TECH SUPPLIER Sep 2021 - IDC Survey Spotlight - Doc # US48221421

Future of Operations Worldwide Survey, 2021: Technology Priorities for Operations Are Evolving

By: Leif EriksenResearch Vice President, Future of Operations

Abstract

This IDC Survey Spotlight focusses on the current top technology investment priorities in operations (IDC describes operations as including any activity or a physical process which is integral to executing an organization's core business including producing goods or services, moving goods or services, and maintaining assets, infrastructure, or facilities). It is a snapshot from the Future of Operations Worldwide Survey, 2021.

In the previous IDC's Future of Operations Survey Spotlight, we highlighted the accelerated movement of operational data to the cloud. This IDC Survey Spotlight reinforces that trend as survey respondents gave cloud top billing in their list of investment priorities for the next five years. This bolsters our prediction that the amount of operational data in the cloud should double again next year.

Wireless connectivity is also a top investment priority over the next five years. This is a reflection of the need to connect more data sources and collect more data. The need for more, and better, data is an overriding theme in the survey results and will be highlighted in later analysis.

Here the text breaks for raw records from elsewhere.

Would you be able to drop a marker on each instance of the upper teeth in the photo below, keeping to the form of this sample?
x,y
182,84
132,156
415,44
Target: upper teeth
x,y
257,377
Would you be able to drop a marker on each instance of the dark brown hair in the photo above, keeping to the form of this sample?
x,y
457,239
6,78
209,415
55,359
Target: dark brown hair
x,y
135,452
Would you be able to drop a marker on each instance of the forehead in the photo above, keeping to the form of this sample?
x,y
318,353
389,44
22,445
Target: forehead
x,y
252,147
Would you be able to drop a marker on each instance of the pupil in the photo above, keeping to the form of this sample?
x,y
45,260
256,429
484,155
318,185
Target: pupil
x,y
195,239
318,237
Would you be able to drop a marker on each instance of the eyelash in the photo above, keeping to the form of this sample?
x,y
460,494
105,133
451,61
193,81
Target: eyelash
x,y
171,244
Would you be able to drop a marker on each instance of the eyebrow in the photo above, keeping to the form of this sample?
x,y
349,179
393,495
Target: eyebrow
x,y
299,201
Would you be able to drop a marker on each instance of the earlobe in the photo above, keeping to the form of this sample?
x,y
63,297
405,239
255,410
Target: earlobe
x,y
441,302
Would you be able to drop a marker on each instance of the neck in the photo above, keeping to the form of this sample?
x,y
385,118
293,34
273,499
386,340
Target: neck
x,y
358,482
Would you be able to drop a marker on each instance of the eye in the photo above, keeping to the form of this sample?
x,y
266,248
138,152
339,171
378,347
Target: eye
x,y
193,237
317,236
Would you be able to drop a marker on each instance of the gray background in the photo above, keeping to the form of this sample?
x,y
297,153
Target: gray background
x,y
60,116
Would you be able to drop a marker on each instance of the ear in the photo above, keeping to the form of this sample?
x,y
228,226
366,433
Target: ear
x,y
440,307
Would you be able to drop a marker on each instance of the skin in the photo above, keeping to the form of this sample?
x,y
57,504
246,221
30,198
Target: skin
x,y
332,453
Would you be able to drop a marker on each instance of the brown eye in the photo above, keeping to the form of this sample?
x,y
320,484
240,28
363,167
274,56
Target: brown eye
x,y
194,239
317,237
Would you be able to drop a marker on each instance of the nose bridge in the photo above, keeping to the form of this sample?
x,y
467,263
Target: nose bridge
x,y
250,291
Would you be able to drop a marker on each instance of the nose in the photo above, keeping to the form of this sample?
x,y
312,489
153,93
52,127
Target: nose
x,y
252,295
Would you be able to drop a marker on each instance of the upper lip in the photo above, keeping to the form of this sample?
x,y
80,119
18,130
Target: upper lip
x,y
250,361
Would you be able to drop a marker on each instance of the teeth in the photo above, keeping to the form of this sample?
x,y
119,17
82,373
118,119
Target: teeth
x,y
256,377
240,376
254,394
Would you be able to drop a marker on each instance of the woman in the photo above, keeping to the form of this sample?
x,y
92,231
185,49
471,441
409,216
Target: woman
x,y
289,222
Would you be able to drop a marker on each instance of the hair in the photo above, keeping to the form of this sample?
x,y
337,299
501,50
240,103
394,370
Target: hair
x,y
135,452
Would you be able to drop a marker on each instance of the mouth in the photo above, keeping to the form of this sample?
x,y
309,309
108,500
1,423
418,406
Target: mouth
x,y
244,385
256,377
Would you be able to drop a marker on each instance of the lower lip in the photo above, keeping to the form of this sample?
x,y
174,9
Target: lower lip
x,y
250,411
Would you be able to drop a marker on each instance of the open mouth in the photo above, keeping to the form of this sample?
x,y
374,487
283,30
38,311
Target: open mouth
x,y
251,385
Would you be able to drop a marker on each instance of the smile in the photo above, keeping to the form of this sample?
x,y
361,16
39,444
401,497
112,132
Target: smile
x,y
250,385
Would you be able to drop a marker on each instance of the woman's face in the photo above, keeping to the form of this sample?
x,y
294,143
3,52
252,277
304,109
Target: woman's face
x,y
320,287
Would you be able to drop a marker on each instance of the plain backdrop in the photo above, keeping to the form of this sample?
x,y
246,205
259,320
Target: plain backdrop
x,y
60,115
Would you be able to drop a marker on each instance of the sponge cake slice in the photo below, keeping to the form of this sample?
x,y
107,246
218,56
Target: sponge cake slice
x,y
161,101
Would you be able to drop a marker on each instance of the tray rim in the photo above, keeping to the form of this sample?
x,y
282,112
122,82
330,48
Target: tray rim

Respondents were not asked to specify to the wireless protocols they favor, but this is often simply a function of cost and capabilities.

Rounding out the top 3 investment priorities is artificial intelligence (AI) or machine learning (ML). This is the most interesting selection because elsewhere in the survey we found that AI projects had delivered mixed results to date. No doubt there is an element of pressure to find uses for AI/ML in operations if only because of the successes experienced with AI/ML in other segments of the economy. This oversimplifies the dynamic however as we also found that there is a correlation between success with AI/ML and other organizational metrics. More on this in future analysis.

Other hyped technologies such as AR/VR and 3D printing fell to the bottom of the list of investment priorities. In the case of the former, it's a function of its relative immaturity and, to a certain extent, the lack of compelling use cases in operations. In the case of the latter, it's a function of the niche aspect of the technology and the business case in operations.